Il procedimento di riparazione per ingiusta detenzione è caratterizzato da una componente risarcitoria e da una indennitaria: la prima, riguarda i danni patrimoniali e non patrimoniali. La seconda, invece, ricomprende le voci non quantificabili. L’obbligo di motivazione vige anche con riferimento alle richieste dedotte in via equitativa e non può ridursi a mera clausola di stile.
In tema di riparazione per ingiusta detenzione si è di recente pronunciata la Quarta Sezione Penale della Corte di Cassazione (n. 9468-19 c.c. 31.01.2019 – 05.03.2019), affermando il principio secondo il quale il procedimento in esame prevede sia una componente risarcitoria che una indennitaria.
Per la liquidazione del danno, la Corte può pertanto utilizzare sia il criterio risarcitorio, con riferimento ai danni patrimoniali e non patrimoniali, sia il criterio equitativo per le voci non esattamente quantificabili, quali l’interruzione dell’attività lavorativa, dei rapporti sociali e affettivi nonché il peggioramento non voluto delle abitudini di vita.

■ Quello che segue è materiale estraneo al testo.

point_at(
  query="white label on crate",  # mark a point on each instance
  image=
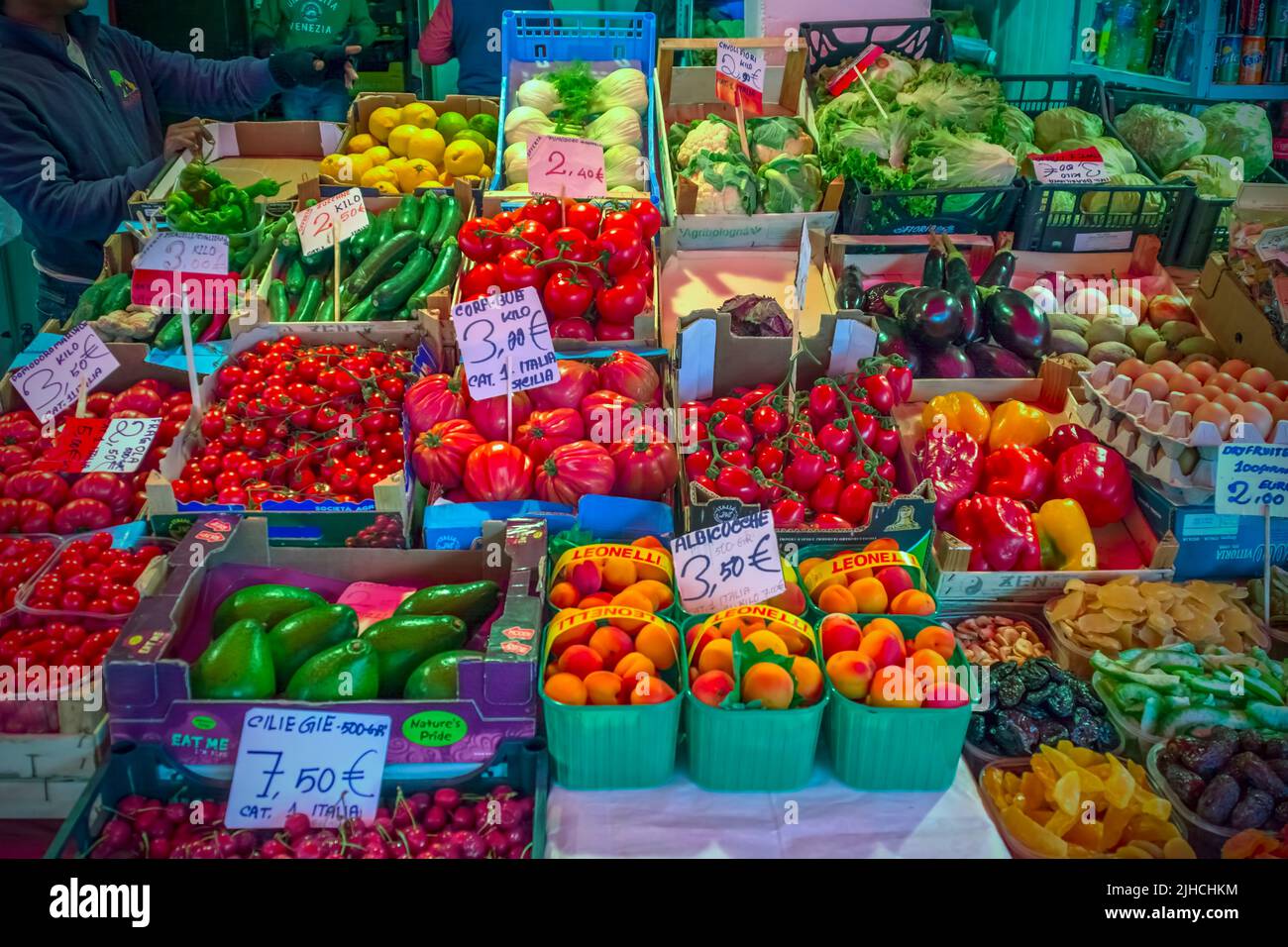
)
(325, 764)
(728, 565)
(1252, 479)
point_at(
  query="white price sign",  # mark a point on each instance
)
(1252, 480)
(325, 764)
(340, 217)
(502, 337)
(729, 565)
(52, 380)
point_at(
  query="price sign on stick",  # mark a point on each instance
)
(321, 763)
(335, 218)
(728, 565)
(505, 343)
(571, 166)
(52, 380)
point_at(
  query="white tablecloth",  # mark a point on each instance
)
(831, 821)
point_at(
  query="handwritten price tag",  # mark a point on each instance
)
(571, 165)
(733, 564)
(325, 764)
(505, 334)
(741, 76)
(346, 213)
(51, 381)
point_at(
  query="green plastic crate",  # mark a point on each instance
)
(603, 748)
(751, 750)
(907, 749)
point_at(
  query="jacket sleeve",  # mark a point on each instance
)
(39, 183)
(210, 88)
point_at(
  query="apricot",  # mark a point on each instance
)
(893, 685)
(580, 660)
(771, 684)
(567, 688)
(651, 690)
(850, 673)
(612, 644)
(660, 643)
(809, 680)
(870, 595)
(712, 686)
(938, 639)
(912, 602)
(604, 688)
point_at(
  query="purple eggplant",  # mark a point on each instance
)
(993, 361)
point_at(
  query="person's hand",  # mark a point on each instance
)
(187, 136)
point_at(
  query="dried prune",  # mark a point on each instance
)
(1219, 799)
(1252, 810)
(1186, 784)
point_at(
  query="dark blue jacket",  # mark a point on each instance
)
(73, 149)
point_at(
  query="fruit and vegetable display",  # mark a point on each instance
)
(38, 497)
(590, 432)
(443, 823)
(1233, 780)
(273, 641)
(1039, 703)
(780, 172)
(1170, 689)
(592, 265)
(402, 151)
(1039, 808)
(300, 423)
(572, 101)
(387, 270)
(818, 458)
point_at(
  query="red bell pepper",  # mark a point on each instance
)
(1020, 474)
(1098, 478)
(1000, 532)
(953, 462)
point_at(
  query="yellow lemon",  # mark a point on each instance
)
(400, 137)
(420, 114)
(382, 121)
(428, 145)
(463, 158)
(360, 144)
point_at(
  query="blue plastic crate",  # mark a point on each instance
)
(552, 39)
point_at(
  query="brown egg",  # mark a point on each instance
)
(1201, 369)
(1261, 379)
(1153, 382)
(1218, 415)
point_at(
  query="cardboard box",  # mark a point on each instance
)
(150, 697)
(688, 93)
(246, 151)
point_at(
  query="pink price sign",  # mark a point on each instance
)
(568, 166)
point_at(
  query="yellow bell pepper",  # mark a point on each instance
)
(1065, 536)
(1018, 425)
(957, 411)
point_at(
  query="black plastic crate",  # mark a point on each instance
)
(1203, 223)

La pronuncia è di particolare rilievo poiché obbliga il giudicante a evitare il ricorso alle c.d. motivazioni standard, cioè all’utilizzo di mere clausole di stile per negare il diritto al ristoro dei danni esistenziali e alla vita di relazione, che nella maggior parte dei casi non sono facilmente quantificabili.
Nel caso in esame, la Corte ha censurato la decisione della Corte d’Appello di Roma che aveva respinto la richiesta di riparazione del danno morale, biologico ed esistenziale, difettando una comprovata riconducibilità contabile del periodo di detenzione a ulteriori e specifici danni economici patiti dall’istante e ha invece affermato il principio di diritto sopra enunciato.